Jan 20, 2012

Two Steps Forward . . . . One Step Back.

Reading - The Castaway Bride by Kandy Shepard
Listening to - Hits of the 80's (tragic)
Watching - Deadwood

Ever had something happen in you life where you feel like it’s an ongoing challenge? You know, those things where no matter what you do, and end never seems like it’s in sight. I’m currently in the middle of one of those things.

As you might know, I’m a passionate and dedicated horse owner. My husband and I have eight horses of varying breeds and ages. About six months ago one of our horses, Angel, sustained a serious injury on her leg. It was in the worst possible place and at the time seemed insurmountable. I was devastated, as she is a sweet natured beautiful big chestnut Thoroughbred and the granddaughter of a champion race horse called Octagonal. Pedigree aside, we knew the injury was the worst we’d seen. The vet came out, gave us the options and we had to make a hard decision. We were either in, or out. So we decided to give it a go and see if we could get her well. This meant a week of intravenous penicillin, plus daily painkillers, and once the first week was up, a twice daily dose of powdered anti-biotic and anti inflammatory meds. And bandages – poultice, cotton wool wrap, elastic bandage and crepe cover bandage – changed every two days. She also had to be confined in a small stall in my backyard to limit movement to the injury and fed twice a day to maintain her weight.

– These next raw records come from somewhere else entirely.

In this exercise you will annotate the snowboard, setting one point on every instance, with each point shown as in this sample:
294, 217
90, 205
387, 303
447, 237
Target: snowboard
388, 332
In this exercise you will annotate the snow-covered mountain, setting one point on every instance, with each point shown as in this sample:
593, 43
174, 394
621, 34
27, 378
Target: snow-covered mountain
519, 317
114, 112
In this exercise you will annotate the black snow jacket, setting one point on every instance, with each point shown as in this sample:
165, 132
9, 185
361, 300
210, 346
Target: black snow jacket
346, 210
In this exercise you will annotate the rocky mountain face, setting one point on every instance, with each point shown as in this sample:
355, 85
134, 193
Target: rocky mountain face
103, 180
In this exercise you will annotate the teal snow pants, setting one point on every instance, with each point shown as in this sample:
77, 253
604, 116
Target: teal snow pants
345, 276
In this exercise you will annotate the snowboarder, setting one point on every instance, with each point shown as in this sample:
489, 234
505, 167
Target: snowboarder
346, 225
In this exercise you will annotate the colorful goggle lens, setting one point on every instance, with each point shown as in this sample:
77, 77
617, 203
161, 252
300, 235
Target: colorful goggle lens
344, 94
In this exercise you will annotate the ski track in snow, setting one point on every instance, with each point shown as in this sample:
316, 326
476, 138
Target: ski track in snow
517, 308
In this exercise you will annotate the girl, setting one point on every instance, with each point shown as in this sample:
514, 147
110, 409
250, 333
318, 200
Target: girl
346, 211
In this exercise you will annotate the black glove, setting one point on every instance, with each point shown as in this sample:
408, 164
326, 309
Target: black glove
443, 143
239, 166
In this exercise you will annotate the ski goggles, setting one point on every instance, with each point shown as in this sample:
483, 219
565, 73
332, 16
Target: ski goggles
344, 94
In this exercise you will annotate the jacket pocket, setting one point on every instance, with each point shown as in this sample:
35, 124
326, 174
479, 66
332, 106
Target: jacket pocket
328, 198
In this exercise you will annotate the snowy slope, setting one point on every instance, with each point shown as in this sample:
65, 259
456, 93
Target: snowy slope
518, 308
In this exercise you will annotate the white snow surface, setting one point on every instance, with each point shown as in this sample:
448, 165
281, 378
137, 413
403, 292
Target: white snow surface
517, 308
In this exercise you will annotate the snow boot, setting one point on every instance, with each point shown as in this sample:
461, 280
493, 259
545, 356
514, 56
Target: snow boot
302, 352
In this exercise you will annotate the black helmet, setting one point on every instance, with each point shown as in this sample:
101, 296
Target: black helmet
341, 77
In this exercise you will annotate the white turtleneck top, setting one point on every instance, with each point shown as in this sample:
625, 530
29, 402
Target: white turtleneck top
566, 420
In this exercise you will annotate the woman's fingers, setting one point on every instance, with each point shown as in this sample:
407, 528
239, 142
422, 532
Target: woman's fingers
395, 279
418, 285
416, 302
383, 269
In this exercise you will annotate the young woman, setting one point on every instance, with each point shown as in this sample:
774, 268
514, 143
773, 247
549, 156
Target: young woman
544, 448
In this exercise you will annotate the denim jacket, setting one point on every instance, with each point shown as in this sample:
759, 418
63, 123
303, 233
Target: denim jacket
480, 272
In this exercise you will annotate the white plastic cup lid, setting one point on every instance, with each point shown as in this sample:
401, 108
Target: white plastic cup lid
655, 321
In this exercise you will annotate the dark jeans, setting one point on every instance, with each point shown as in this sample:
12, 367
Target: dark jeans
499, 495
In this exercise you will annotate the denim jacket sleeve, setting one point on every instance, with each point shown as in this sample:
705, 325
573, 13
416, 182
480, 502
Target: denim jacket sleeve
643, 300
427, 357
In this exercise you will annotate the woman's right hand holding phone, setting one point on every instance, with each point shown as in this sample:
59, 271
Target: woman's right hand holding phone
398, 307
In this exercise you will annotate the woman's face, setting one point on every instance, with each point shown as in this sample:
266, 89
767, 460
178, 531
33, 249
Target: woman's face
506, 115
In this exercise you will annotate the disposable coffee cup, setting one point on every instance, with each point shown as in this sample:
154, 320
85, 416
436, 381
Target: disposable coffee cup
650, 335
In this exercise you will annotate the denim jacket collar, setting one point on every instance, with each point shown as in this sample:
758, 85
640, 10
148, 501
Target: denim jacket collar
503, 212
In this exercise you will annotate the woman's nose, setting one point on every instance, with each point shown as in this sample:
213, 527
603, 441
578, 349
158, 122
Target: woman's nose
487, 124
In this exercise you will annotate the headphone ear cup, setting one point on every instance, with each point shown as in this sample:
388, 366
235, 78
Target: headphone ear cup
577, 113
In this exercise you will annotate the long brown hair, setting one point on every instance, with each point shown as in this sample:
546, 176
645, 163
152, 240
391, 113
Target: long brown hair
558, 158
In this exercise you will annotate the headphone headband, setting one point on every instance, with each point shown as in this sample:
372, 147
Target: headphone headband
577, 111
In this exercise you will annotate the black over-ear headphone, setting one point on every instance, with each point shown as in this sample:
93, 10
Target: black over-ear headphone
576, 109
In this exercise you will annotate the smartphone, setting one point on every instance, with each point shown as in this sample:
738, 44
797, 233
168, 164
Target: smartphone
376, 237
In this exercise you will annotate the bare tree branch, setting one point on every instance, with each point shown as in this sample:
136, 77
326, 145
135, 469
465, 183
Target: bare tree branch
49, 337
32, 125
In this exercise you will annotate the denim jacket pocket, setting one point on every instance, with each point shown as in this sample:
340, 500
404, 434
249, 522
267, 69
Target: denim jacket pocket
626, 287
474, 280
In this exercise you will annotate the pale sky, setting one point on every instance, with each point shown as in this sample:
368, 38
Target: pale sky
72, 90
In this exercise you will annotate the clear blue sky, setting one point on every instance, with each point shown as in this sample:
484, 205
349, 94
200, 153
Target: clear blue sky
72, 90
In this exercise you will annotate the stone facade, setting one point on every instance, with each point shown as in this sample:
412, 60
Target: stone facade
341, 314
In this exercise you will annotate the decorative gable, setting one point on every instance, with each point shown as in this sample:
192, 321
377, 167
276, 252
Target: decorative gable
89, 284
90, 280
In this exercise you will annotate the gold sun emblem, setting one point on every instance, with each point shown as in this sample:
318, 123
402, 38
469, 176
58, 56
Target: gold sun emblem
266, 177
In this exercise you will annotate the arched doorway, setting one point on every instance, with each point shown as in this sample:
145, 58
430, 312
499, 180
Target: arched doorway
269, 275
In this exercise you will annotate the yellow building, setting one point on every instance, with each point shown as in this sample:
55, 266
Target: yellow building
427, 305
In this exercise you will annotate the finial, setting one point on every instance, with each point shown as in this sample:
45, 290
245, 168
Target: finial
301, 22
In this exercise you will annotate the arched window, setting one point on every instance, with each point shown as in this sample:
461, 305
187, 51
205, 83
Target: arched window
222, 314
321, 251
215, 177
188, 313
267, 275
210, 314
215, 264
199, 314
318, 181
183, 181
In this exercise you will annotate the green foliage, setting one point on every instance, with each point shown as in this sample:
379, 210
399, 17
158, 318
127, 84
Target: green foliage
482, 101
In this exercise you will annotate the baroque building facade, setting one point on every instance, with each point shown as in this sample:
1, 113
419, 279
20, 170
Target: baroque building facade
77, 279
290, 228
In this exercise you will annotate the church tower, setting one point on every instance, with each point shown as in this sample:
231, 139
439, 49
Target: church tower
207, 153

The first month was hard going – with numerous vet call outs and several bouts of lameness. But gradually we saw some improvement.  We took photographs every time the bandage came off and sent them to the vet for updates. We continued with the medicine and the feeding. And slowly, she started to improve. Six long months later we were sure we’d come to the point where the bandage could come off, as the wound was now almost healed. But then a few weeks ago, we had a major setback. During a bad electrical storm she spooked and tore the injury. Then came x-rays, more medication, and more bandaging. It set us back three months.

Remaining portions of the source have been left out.